Natera,Inc. (NASDAQ:NTRA) Files An 8-K Departure of Directors or Certain Officers; Election of Directors; Appointment of Certain Officers; Compensatory Arrangements of Certain OfficersItem 5.02 Departure of Directors or Certain Officers; Election of Directors; Appointment of Certain Officers; Compensatory Arrangements of Certain Officers.
On August15, 2017, the Board of Directors of Natera,Inc. (the “Company”) approved enhanced severance and equity vesting acceleration benefits for its chief executive officer, Dr.Matthew Rabinowitz, and chief technology officer, Mr.Jonathan Sheena, and approved such benefits for its chief financial officer, Mr.Michael Brophy. Certain of such benefits are triggered by certain involuntary terminations of employment that occur on or after such officer has completed three years of continuous service with the Company. If an excise tax would be imposed under the Internal Revenue Code on these or other payments received by such officer in connection with a change in control of the Company, such payments may be reduced under certain circumstances. Such benefits are set forth in a letter agreement to be executed between the Company and each such officer.

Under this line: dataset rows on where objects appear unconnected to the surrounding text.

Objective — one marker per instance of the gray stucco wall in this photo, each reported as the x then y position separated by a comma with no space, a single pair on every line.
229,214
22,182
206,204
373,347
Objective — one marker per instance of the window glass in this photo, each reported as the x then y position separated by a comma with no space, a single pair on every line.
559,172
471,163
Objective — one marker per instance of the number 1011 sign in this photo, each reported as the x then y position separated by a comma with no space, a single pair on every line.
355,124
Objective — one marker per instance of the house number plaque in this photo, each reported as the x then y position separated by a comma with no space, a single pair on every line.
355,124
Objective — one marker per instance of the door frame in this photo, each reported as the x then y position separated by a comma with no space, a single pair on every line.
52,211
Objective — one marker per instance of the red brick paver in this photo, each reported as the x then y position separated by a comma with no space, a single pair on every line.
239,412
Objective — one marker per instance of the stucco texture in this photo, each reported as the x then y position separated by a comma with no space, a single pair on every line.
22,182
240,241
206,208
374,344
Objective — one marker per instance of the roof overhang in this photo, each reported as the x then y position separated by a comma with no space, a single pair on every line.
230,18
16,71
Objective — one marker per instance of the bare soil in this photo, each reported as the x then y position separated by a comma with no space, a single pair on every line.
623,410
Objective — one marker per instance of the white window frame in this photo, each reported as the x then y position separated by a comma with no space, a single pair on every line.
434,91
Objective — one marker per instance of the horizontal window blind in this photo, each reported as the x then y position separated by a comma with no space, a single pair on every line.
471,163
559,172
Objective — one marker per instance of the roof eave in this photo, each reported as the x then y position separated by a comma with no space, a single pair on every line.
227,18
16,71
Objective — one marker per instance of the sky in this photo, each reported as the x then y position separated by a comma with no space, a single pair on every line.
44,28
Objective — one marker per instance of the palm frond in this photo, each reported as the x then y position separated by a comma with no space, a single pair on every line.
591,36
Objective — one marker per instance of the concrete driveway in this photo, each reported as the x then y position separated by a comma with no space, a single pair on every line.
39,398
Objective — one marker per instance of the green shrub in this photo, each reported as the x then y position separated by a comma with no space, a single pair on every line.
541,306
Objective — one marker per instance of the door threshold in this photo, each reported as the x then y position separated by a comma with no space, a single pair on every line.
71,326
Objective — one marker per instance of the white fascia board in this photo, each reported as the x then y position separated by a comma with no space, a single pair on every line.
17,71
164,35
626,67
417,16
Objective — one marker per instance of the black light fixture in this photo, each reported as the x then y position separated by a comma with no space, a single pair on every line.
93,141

Dr.Rabinowitz. With respect to Dr.Rabinowitz, the benefits provided under his existing Amended Employment Agreement entered into as of June7, 2007, are enhanced by increasing his lump-sum cash severance from an amount equal to 6 months of his base salary to 9 months of his base salary in the event he is subject to an involuntary termination other than in connection with, or within 12 months following, a change in control of the Company, in which case such payment will be equal to 18 months of his base salary. Further, the Company will pay his monthly premiums under COBRA following an involuntary termination for a period of up to 12 months (up to 18 months in the event such involuntary termination occurs in connection with, or within 12 months following, a change in control of the Company), an increase from a maximum of 6 months under his existing Amended Employment Agreement. In addition, Dr.Rabinowitz will be eligible to receive accelerated vesting under all equity awards equal to the greater of 50% of the then-unvested shares or forward vesting as if he had provided an additional 12 months of continuous service to the Company, in either case if he is subject to an involuntary termination.
Mr.Sheena. With respect to Mr.Sheena, the benefits provided under his existing Amended Employment Agreement entered into as of June7, 2007, are enhanced by increasing his lump-sum cash severance from an amount equal to 6 months of his base salary to 12 months of his base salary in the event he is subject to an involuntary termination in connection with, or within 12 months following, a change in control of the Company. Further, the Company will pay his monthly premiums under COBRA following an involuntary termination for a period of up to 12 months, an increase from a maximum of 6 months under his existing Amended Employment Agreement. In addition, Mr.Sheena will be eligible to receive accelerated vesting under all equity awards equal to the greater of 50% of the then-unvested shares or forward vesting as if he had provided an additional 12 months of continuous service to the Company, in either case if he is subject to an involuntary termination.
Mr.Brophy. If he is subject to an involuntary termination, Mr.Brophy will be eligible to receive a lump-sum cash severance amount equal to 6 months of his base salary in the event he is subject to an involuntary other than in connection with, or within 12 months following, a change in control of the Company, in which case such payment will be equal to 12 months of his base salary. Further, the Company will pay his monthly premiums under COBRA following an involuntary termination for a period of up to 12 months. In addition, Mr.Brophy will be eligible to receive accelerated vesting under all equity awards equal to the greater of 50% of the then-unvested shares or forward vesting as if he had provided an additional 12 months of continuous service to the Company, in either case if he is subject to an involuntary termination. However, if such involuntary termination occurs in connection with, or within 12 months following, a change in control of the Company, he will be eligible to receive accelerated vesting of all of his then-unvested equity awards.
The foregoing descriptions of the severance benefits for such officers is qualified in their entirety by reference to the full text of the letter agreements which the Company intends to file with the Securities and Exchange Commission as exhibits to its next Quarterly Report on Form10-Q.